The haveli mansions of the Rajput families stand out from the stone and stucco buildings with their intricate latticework and gates, painted facades and romantic windows. If I wasn’t already, I think I fell in love with India in Udaipur. Times Square meets The Flintstones. Venice meets Bollywood. Palaces and henna and food and kingfishers (the beer; the birds we save for a later date)…oh, my!
This was a funny day… it started with bleating. A goat tried to get into the lobby of the hotel. He was thwarted of course, but the hooves and the bleating and the hotel manager’s yelling trying to get him out… And so I woke up laughing. Today we toured the fabulous palace on the lake. Meandered through the old town and appreciated its happy chaos. I bought a Rajasthani miniature painting, had a Ganesha painted on my fingernail by a miniature master and had my hand hennaed. Today was a good day.
Rajasthan in general, and Udaipur specifically, is famous for its miniature paintings.

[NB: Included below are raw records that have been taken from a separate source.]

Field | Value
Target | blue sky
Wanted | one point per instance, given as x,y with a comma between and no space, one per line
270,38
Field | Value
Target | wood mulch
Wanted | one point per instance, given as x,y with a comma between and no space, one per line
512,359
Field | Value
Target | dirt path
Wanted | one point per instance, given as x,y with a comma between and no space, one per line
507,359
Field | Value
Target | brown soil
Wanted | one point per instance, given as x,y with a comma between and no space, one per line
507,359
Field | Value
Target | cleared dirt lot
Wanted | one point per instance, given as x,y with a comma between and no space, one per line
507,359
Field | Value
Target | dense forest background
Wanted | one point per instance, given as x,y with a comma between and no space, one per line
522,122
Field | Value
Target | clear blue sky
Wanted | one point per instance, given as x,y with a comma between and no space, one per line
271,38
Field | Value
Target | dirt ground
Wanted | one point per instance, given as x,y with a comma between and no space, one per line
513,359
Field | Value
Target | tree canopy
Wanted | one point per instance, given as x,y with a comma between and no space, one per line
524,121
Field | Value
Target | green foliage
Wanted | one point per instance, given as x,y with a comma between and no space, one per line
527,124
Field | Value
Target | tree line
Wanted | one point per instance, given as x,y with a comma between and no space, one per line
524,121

These artisans use meticulous skill to paint in minuscule detail on every square inch (centimeter) of the canvas, be it silk or antique paper, resulting in micro-masterworks accented in gold or silver, using cow urine and vegetable dyes as paint colouring. Their brushes are hand-made from squirrel fur (apparently, one must distract the squirrel with a nut or sweet in order to snip its tail hairs…this is a process in itself!). These paintings tell the stories of Mewar (Udaipur) royal families, of hunts and of love. Three symbols depict Rajasthan: the horse (for power), the elephant (for luck) and the camel (for love). Legend has it that if you can love (the smell of) a camel, you can love anyone! These spirits run deep in this area and you see paintings of these icons everywhere.
In this place where the moon lays on its back to ask for a belly rub, the sun sets on a palace and the city by the lake draws you in and grabs you by the heart chakra.
Dinner was the best food yet, eaten sitting on a balcony overlooking the lake; we stayed to drink Kingfisher beers and laughed for what seemed like hours. A tuk tuk is always an adventure. Riding with 3 new friends with a head full of beer is the best kind. The back roads of Old Town Udaipur are narrow. There are cows, motor bikes, more tuk tuks, dogs, goats and cars… Driving: the dodging and weaving, slowing and gunning it, is an artform here. Also the backing up and maneuvering around said road obstacles in order to get to our destination. Happy chaos.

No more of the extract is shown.